O passo seguinte - e mais importante da pesquisa - foi
testar a ação do zika in vivo, no caso, em camundongos, com o sistema
imunológico suprimido. Para realizar o experimento eles foram divididos em três
grupos. Um deles, recebeu só o vírus. Em dois deles, foram injetadas células
tumorais humanas para induzir o surgimento de câncer 'humano' nos seus
cérebros. Um desses dois grupos, foi "tratado", depois de desenvolver
o câncer em estado avançado, ou seja, recebeu também o zika.
Os resultado foram
muito promissores. Em 20 dos 29 camundongos que receberam a injeção com zika,
os tumores regrediram, e, em sete, desapareceram completamente, inclusive a
metástase. Mas não foi só isso.

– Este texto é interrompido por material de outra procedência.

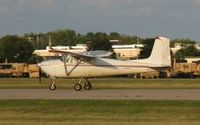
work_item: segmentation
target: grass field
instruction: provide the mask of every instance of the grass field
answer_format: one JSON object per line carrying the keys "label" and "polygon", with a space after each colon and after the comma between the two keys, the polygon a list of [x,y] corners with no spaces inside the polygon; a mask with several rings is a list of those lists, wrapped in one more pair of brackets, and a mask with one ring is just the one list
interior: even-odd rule
{"label": "grass field", "polygon": [[[58,79],[57,88],[72,89],[78,80]],[[200,89],[200,79],[130,79],[106,78],[91,79],[93,89]],[[48,88],[52,79],[0,79],[0,89]]]}
{"label": "grass field", "polygon": [[200,101],[0,100],[0,125],[199,125]]}

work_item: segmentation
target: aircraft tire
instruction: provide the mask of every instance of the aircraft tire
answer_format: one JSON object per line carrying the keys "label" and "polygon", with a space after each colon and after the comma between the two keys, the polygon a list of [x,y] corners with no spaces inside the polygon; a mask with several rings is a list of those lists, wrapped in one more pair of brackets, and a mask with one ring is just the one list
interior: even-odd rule
{"label": "aircraft tire", "polygon": [[51,90],[51,91],[54,91],[54,90],[56,90],[56,85],[55,84],[51,84],[50,86],[49,86],[49,89]]}
{"label": "aircraft tire", "polygon": [[76,91],[80,91],[81,89],[82,89],[81,84],[76,83],[76,84],[74,85],[74,90],[76,90]]}
{"label": "aircraft tire", "polygon": [[84,89],[85,90],[91,90],[92,89],[92,84],[90,82],[87,82],[84,84]]}

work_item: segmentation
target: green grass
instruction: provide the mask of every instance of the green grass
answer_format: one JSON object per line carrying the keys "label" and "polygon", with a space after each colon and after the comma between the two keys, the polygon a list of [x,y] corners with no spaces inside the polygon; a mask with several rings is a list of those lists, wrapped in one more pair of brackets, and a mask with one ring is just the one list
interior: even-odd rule
{"label": "green grass", "polygon": [[0,100],[0,125],[199,125],[200,101]]}
{"label": "green grass", "polygon": [[[78,80],[58,79],[59,89],[72,89]],[[129,79],[106,78],[91,79],[93,89],[200,89],[200,79]],[[29,89],[48,88],[51,79],[43,78],[42,83],[38,79],[1,78],[0,89]]]}

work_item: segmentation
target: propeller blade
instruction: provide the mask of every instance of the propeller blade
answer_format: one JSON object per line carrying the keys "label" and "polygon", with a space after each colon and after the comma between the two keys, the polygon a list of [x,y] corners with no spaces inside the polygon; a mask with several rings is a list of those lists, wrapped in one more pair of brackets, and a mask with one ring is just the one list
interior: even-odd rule
{"label": "propeller blade", "polygon": [[39,67],[39,83],[41,83],[41,82],[42,82],[42,70]]}

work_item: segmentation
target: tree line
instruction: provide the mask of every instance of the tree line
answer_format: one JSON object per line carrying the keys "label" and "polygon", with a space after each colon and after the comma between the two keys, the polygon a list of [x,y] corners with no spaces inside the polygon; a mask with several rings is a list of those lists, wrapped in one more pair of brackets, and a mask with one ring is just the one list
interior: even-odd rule
{"label": "tree line", "polygon": [[[74,46],[76,44],[90,44],[89,50],[113,51],[110,40],[119,40],[122,44],[144,44],[140,58],[150,55],[154,39],[142,39],[138,36],[130,36],[111,32],[89,32],[79,34],[71,29],[55,30],[47,33],[27,33],[23,36],[6,35],[0,38],[0,62],[36,63],[36,56],[32,55],[35,49],[45,49],[51,41],[52,46]],[[193,46],[196,42],[190,39],[175,39],[171,41],[171,46],[175,43],[192,44],[192,46],[181,49],[175,55],[177,59],[185,56],[200,56],[200,52]],[[193,48],[192,48],[193,47]]]}

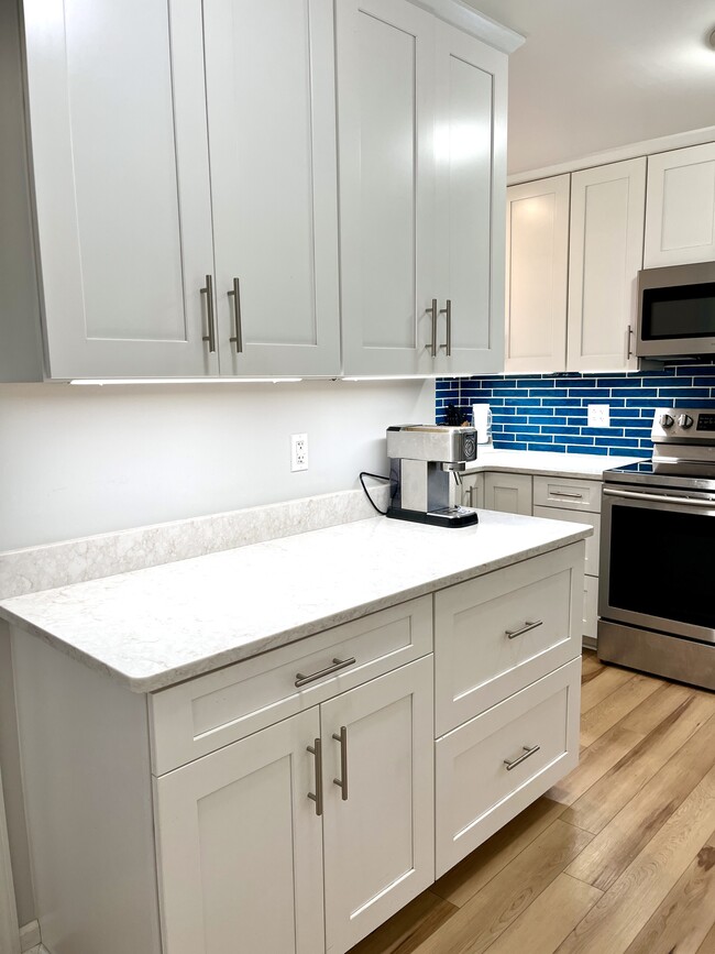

O experimento mostrou que o vírus de fato
possui mais afinidade com as células do SNC, infectando e matando as do câncer
de forma seletiva.
Além
disso, os pesquisadores também observaram que o vírus não foi capaz de infectar
os neurônios já desenvolvidos, o que é fundamental do ponto de vista da
segurança de um tratamento. Se o zika destruísse igualmente neurônios adultos
saudáveis seria mais difícil usá-lo no futuro, numa terapia contra o câncer
cerebral. Outra boa notícia é que, depois de atacar os tumores, o vírus não
consegue se reproduzir com eficiência - o que, no caso de uma terapia, evitaria
que ele próprio causasse algum dano ao paciente.
Segundo
Mayana, a maior novidade do trabalho foram os testes sobre a capacidade do
vírus de agir contra o câncer cerebral realizados pela primeira vez em
experimentos pré-clínicos com tumores humanos. "Isto só foi possível pela
indução de deles em camundongos", diz. "Com esse modelo experimental,
pudemos mostrar que o zika não apenas induziu a remissão completa do câncer,
mas também inibiu efetivamente a disseminação metastática de células tumorais
do SNC."
Agora,
o próximo passo será melhorar a qualidade do vírus. "Para isso, dependemos
de investidores", diz Mayana. "Estamos conversando com empresas que
queiram produzi-lo em condições clínicas. São necessários laboratórios
especiais para garantir que ele seja cultivado sem outros patógenos."
Mayana
revela que a grande esperança do grupo é desenvolver um medicamento ou
tratamento para câncer do sistema nervoso central. "Nossos resultados
mostrando como um inimigo pode se tornar um importante aliado são muito
estimulantes", diz. "Esperamos poder testemunhar em breve a eficácia
do zika no tratamento de tumores cerebrais com segurança em humanos. Se tudo
certo, dentro de uns dois ano isso poderá ocorrer."